ざっくり言うと
・政府は「不当行為がないこと」ではなく「正当性があること」を示せばよいだけである。
・国民の税金を扱っておきながら、その正当性が示せない官僚や政府に、公僕たる資格はない
(スポンサードリンク)

・モリカケ追及は「悪魔の証明」ではない


前回、モリカケ擁護派がよく言う「違法じゃないから問題ない」は間違っている、ということを記事に思案したが、モリカケ擁護派がもう一つ必ず言うことは、「追及する側が証拠を持って来い」ということです。「問題『ない』」ということの証明を求めるのは悪魔の証明だ、問題あるという証拠を持って来い、という理屈です。

刑事罰については、これは完全に正しいです。

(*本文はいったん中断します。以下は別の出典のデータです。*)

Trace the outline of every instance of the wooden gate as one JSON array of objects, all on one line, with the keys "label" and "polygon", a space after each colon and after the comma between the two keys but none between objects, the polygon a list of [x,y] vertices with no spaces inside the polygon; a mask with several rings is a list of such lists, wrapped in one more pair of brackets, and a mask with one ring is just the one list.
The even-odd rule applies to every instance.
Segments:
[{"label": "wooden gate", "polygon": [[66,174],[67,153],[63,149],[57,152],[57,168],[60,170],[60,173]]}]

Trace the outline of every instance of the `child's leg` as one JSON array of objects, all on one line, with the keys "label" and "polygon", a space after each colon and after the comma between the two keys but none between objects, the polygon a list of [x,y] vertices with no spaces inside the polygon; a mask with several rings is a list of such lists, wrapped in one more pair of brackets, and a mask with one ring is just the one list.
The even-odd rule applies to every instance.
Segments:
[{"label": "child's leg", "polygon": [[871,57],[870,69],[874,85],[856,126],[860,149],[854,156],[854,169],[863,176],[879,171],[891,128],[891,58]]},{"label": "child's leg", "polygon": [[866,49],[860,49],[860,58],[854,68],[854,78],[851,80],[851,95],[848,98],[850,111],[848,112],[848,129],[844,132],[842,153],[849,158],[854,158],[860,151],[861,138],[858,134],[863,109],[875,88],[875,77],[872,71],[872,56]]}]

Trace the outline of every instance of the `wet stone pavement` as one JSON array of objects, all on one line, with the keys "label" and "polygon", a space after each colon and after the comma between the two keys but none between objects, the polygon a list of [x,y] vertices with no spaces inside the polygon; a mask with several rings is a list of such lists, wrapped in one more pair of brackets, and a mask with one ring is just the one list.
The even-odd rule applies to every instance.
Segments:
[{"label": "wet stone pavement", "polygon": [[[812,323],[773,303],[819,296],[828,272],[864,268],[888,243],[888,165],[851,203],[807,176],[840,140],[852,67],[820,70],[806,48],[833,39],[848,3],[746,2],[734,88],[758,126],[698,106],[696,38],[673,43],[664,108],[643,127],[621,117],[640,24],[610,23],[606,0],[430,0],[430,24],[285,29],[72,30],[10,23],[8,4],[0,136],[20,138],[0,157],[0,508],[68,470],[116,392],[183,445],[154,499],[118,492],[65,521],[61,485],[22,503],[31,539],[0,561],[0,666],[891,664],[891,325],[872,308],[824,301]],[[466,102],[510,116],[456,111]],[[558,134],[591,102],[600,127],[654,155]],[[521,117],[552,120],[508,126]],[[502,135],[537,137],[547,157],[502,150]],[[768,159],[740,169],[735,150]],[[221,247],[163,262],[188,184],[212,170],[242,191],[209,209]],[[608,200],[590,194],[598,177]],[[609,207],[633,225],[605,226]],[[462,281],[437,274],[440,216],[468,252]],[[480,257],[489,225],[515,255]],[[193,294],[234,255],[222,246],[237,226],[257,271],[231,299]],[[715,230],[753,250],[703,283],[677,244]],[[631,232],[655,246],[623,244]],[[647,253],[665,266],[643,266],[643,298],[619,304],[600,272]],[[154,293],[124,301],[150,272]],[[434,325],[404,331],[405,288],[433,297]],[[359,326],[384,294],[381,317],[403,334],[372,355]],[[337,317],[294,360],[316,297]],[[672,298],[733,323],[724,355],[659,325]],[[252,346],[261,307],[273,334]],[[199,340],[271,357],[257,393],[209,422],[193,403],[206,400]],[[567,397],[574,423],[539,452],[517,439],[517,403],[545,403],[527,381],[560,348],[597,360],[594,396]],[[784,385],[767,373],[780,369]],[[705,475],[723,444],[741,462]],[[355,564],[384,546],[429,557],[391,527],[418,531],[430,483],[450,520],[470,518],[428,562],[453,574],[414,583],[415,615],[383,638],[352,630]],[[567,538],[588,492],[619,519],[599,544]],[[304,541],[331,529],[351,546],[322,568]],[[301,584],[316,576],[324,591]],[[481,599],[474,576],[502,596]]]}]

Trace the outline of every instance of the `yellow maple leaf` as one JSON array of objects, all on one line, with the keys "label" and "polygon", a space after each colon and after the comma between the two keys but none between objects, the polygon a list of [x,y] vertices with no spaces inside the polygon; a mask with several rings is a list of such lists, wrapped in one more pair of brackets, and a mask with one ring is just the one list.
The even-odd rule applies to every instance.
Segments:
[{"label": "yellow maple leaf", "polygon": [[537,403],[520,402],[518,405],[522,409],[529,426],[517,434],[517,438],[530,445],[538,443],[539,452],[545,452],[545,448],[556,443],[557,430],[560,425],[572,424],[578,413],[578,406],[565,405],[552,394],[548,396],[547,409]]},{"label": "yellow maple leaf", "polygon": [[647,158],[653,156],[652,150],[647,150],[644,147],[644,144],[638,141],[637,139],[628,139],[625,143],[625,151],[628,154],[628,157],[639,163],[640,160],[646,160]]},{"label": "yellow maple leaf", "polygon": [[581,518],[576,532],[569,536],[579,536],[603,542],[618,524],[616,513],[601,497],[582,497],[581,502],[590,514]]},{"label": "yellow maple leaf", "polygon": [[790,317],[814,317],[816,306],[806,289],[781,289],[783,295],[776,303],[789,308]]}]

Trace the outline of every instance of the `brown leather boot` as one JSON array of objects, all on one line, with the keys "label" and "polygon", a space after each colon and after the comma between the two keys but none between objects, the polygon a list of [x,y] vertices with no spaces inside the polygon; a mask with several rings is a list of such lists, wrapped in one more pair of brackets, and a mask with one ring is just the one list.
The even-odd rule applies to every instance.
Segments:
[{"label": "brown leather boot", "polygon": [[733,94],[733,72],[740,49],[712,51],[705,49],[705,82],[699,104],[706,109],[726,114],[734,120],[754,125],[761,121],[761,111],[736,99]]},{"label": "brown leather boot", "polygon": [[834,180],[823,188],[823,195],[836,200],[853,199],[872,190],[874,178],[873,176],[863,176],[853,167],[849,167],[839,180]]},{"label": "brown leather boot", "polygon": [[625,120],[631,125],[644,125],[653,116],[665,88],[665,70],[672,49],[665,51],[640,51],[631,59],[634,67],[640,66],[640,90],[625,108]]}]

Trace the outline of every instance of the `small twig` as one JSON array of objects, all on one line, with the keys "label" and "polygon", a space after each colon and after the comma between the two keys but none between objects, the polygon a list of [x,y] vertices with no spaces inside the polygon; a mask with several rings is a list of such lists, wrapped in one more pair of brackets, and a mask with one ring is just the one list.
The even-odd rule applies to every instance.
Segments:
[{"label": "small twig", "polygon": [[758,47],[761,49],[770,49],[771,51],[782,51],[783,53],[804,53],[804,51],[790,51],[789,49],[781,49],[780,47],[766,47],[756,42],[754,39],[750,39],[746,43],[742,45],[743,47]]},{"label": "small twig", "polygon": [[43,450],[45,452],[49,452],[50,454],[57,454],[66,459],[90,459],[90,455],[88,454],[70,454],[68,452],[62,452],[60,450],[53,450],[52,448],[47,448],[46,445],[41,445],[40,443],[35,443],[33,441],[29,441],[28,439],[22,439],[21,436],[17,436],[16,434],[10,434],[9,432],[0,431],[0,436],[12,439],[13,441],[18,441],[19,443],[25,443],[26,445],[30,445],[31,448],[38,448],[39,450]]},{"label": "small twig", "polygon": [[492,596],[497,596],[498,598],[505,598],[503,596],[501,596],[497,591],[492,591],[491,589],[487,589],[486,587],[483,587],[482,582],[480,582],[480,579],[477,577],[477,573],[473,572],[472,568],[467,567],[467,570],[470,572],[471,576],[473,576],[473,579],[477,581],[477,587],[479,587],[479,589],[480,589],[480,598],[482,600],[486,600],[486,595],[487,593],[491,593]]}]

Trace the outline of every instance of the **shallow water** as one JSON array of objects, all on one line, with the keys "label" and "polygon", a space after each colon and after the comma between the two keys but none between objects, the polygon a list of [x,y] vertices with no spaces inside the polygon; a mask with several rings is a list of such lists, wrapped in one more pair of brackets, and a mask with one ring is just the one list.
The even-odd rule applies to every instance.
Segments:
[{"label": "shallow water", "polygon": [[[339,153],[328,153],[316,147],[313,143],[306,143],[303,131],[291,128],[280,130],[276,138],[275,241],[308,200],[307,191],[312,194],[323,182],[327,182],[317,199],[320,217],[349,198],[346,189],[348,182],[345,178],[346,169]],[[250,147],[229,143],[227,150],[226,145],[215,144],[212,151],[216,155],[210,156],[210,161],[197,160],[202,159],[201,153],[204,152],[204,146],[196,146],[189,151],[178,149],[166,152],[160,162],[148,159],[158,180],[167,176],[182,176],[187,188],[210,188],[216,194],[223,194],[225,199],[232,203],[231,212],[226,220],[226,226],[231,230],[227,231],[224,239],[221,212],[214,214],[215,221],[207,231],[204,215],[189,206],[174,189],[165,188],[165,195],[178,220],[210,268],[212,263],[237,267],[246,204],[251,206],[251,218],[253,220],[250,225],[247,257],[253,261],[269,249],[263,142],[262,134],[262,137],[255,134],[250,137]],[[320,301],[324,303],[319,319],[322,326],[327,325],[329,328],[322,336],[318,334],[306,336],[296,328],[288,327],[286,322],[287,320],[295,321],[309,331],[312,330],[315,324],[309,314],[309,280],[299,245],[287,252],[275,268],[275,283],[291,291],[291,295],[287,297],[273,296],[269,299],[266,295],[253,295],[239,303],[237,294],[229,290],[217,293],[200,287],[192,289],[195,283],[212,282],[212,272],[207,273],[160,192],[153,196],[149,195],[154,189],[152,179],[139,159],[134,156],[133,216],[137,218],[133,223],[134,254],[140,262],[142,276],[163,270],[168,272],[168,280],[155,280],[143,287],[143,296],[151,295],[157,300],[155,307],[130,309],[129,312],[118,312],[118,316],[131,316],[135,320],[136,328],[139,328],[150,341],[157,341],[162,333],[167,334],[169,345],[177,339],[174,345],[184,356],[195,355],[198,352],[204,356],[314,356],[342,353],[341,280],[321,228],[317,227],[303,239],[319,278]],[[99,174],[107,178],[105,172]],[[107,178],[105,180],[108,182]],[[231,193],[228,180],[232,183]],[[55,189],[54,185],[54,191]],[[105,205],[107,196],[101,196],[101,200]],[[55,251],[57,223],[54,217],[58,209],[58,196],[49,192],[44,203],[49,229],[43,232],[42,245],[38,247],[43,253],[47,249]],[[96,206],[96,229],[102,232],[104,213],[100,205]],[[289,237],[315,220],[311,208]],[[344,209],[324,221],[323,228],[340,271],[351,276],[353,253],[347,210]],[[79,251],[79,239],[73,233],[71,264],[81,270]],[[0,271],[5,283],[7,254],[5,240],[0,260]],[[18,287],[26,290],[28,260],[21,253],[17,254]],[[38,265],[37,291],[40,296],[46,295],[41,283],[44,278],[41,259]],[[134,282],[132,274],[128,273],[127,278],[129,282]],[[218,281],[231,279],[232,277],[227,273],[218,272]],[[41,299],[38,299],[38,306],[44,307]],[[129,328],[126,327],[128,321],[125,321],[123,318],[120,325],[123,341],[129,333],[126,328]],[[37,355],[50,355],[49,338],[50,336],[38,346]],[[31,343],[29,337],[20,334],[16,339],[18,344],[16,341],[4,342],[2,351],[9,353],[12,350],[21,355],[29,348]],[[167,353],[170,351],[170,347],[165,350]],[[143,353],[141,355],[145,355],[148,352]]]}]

警察や検察にどんなに追及されようと、被疑者は自分に都合の悪い証拠を提出したり、自供したりする義務は一切ありません。刑事裁判では、被告は「無実である」ということを証明する必要はなく、追及する側が「有罪である」という証拠を出さねばなりません。「疑わしきは罰せず」が刑事罰の基本になっています。


しかし、それはあくまで刑事罰に関する話です。


公務員や国会議員は、全体の奉仕者である公僕です。彼らは国民の税金で食べている人間であり、彼らの意思決定は、すべて税金を伴うのです。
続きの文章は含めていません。